Het is verstikkend en houdt verandering tegen. Het kabinet wil de mestcrisis en stikstof problematiek aanpakken met versoepeling van milieunormen en technologische oplossingen. Maar volgens oud-hoogleraar Jan Douwe van der Ploeg is het verdienmodel van de intensieve landbouw ‘failliet’.

„Boeren, dat zijn toch zelfredzame ondernemers? Of zijn ze in dienst van de overheid?”

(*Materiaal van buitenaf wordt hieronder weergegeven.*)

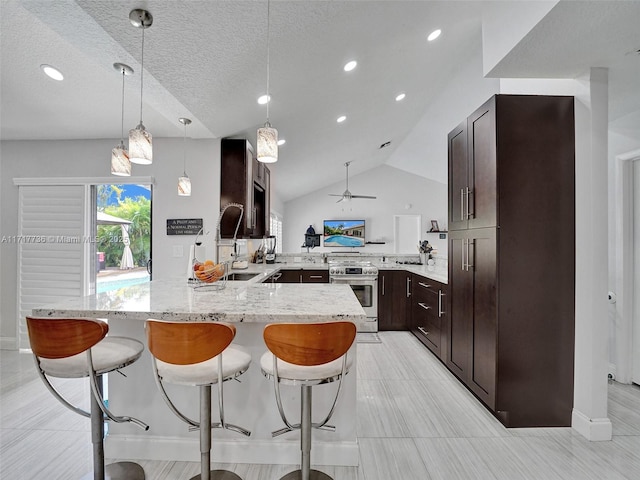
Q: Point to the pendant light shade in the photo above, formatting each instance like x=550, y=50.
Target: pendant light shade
x=267, y=144
x=120, y=163
x=140, y=140
x=140, y=146
x=184, y=182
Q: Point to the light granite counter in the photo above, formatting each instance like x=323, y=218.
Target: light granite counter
x=250, y=402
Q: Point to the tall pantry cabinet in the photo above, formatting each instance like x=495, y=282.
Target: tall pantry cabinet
x=510, y=335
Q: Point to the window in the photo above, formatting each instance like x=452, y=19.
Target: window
x=275, y=227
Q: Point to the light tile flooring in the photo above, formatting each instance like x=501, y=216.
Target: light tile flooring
x=415, y=422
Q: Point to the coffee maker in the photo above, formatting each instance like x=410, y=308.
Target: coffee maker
x=270, y=249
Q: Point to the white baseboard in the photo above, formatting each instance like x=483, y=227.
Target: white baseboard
x=8, y=343
x=593, y=429
x=228, y=451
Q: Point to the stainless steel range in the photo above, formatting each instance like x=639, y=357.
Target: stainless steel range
x=362, y=277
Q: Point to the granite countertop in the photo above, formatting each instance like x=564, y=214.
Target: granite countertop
x=248, y=301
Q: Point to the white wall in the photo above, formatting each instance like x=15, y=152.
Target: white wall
x=395, y=190
x=91, y=158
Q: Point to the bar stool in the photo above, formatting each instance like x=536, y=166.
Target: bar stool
x=307, y=354
x=76, y=348
x=198, y=354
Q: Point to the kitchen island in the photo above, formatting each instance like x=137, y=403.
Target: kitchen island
x=249, y=402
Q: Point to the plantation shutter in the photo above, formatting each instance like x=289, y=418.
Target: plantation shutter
x=52, y=247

De wereldberoemde intensieve landbouw in Nederland, die het kabinet-Schoof wil „koesteren”, is volgens Jan Douwe van der Ploeg juist een „drama”. „Het drama is dat we de landbouw na de Tweede Wereldoorlog zijn gaan definiëren in alleen rendement”, zegt Van der Ploeg, emeritus hoogleraar rurale sociologie. „In varkensvlees, melk, aardappelen. In kilo’s, liters en euro’s. Terwijl landbouw van oudsher is gebaseerd op een balans met de natuur, op verbinding met de samenleving. Die balans is weg, en de agro-industrie staat ver van mensen af.”

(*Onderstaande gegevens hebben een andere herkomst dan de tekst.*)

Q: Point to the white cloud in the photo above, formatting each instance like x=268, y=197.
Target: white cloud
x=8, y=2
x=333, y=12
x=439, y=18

Het kabinet wil in Europa juist „alles op alles” zetten om het huidige verdienmodel van boeren te behouden. Dat is doorgaande schaalvergroting, intensivering, specialisatie en marktverovering. Goed beschouwd is dat model failliet, omdat de Nederlandse landbouw en veeteelt tegen ecologische, wettelijke en financiële grenzen aan lopen. En toch wil de agrarische sector er helemaal niet vanaf. In plaats daarvan kijken boeren steeds naar de overheid: garandeer ons een verdienmodel. Boeren, dat waren toch zelfredzame ondernemers? Of zijn ze in dienst van de overheid?” Het kabinet zet vooral in op minder regelgeving, versoepeling van milieunormen, technologische oplossingen voor vervuiling, geen gedwongen krimp van de veestapel.

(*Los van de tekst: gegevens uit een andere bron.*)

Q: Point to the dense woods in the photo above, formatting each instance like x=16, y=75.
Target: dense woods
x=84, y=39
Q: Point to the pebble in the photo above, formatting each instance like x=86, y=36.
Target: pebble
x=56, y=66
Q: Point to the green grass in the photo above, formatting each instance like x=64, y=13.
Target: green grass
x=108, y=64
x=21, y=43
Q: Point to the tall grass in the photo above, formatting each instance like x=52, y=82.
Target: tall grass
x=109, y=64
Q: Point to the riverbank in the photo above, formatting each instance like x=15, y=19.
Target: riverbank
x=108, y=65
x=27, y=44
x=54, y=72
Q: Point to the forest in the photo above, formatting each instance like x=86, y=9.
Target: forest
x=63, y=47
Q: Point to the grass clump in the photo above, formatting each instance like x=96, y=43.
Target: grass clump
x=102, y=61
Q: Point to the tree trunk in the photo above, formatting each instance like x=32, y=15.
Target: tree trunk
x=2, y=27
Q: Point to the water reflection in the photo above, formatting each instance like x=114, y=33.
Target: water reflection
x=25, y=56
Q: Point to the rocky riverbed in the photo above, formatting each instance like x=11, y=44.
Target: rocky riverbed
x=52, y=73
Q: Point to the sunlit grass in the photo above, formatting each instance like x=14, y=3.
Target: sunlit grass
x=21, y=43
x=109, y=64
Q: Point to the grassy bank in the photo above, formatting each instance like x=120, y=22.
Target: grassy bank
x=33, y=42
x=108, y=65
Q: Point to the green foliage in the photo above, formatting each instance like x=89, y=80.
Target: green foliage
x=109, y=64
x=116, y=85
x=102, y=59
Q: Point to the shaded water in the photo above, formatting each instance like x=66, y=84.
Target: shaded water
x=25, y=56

Er is 2019 in Europa een groot vergelijkend onderzoek naar gedaan, in onder meer Nederland, Groot-Brittannië, Duitsland, Oostenrijk, Italië, Spanje. Heel verrassend was dat kleinere, minder intensieve bedrijven echt beter verdienden dan grotere intensieve bedrijven. Want die grotere hebben zeer hoge kosten, ook hoge financieringslasten, en worden harder geconfronteerd met schommelende prijzen en de volatiele markt. Voor bijvoorbeeld 100 kilogram melk, verdienden kleinere bedrijven vaak het dubbele of meer van wat grote, intensieve bedrijven verdienen.”